With more than 100 “Nutcrackers” under my writing belt, I can say that the Tchaikovsky score is colorful, much of it beautiful and lyrical. And the dance is always designed to offer pleasure.
I can also say that, locally, with rare exception, the story of Clara, the Nutcracker prince and the Land of the Sweets doesn’t choreographically vary much from year to year. It’s what it is and was again this year during Virginia Regional Ballet’s showing under the artistic direction of Heidi Robitshek, with assistance from Adelle Carpenter, Robitshek’s partner in starting the company.
I suppose my anticipation this year was the production’s location: the Ferguson Center. With Phi Beta Kappa Hall no longer in play, Ferguson was the only suitable alternative. While the PBK stage space and seating were intimate, but limited, the Ferguson is vast on both accounts. So, it was of interest to see how the transfer worked.
Of positive note was Ferguson’s sound system which is superior to PBK’s and allowed the recorded music to be clearly and fully heard. Maybe that was why the audience chatter that always occurs during the overture was notably less.
Also positive to see was how well the scenery from the Bolshoi Theater worked in the new space. The scenery is getting a tad old now, but it still provided the story’s colorful background.
It was also good to see the dance breathe. In PBK, dancers tended to cluster, marring dance design. During Sunday’s matinee, the lines were mostly clearly delineated, which was very satisfying. The extra space also allowed more notice of the need for tightening up movement of youngsters who, too often, seemed to march to their own music. Most “Nutcrackers” allow young students to shine; that’s a given. But, built-in cuteness aside, dance discipline is important from tiny tots on up. I’ve seen it in other companies and know it can be done and should be done here. There’s room and need for polish.
Also apparent was the need for Regional to rethink how dancers take bows. For example, people rightly applauded after divertissement dances; then, as the applause faded, in some cases, dancers took more bows, jump starting more applause. Sometimes several times. It was awkward. More care also needs to be directed toward stage exits. Some dancers attempted cohesion of style, while others didn’t.

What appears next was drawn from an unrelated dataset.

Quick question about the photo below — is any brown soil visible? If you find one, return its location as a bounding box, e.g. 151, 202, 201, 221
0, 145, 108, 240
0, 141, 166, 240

Awkward, too, was the curtain call (as they always are). After the final bows were taken, the applause naturally ended. But, Robitshek traditionally brings flowers to the stage at the end, causing a confused audience to start applauding again — or not. Thus, on Sunday, she just got to center stage as the curtain came down.
Dance-wise, the highlights were the norm. Clara was delightfully danced by Reese Didion whose pointe work was finely and gracefully done. Karen Fleming and guest artist Shannon Smith were an elegant Snow Queen and King. The Chinese and the Russian dances were quite popular, as was the exotic Arabian of Ainsley Carpenter and Smith.
The show stopper, as always, was the Sugar Plum Fairy and Cavalier, here danced by Nanako Yamamoto and Journy Wilkes-Davis, guests from the American Repertory Ballet. They were an absolutely perfect pair. His tall stature and her smaller one allowed him to lift her to impressive heights with dazzling results. He was generously gentle in his support role, as well as dynamic in his solo athletic leaps, turns and jumps. She defined grace and charm with her exquisite lines and virtuoso skills.
The matinee “Nutcracker” substantially filled seats in the hall and seemed to prompt a happy frame of mind. Nit-picky comments aside, Robitshek’s “Nutcracker” did what it has done since she started offering it back in 1978 — provided a pleasant outing geared to the goodwill of the holiday season.
Shulson, a Williamsburg resident, has been covering the arts for over 40 years. He makes a guest appearance in Margaret Truman's "Murder at the Opera."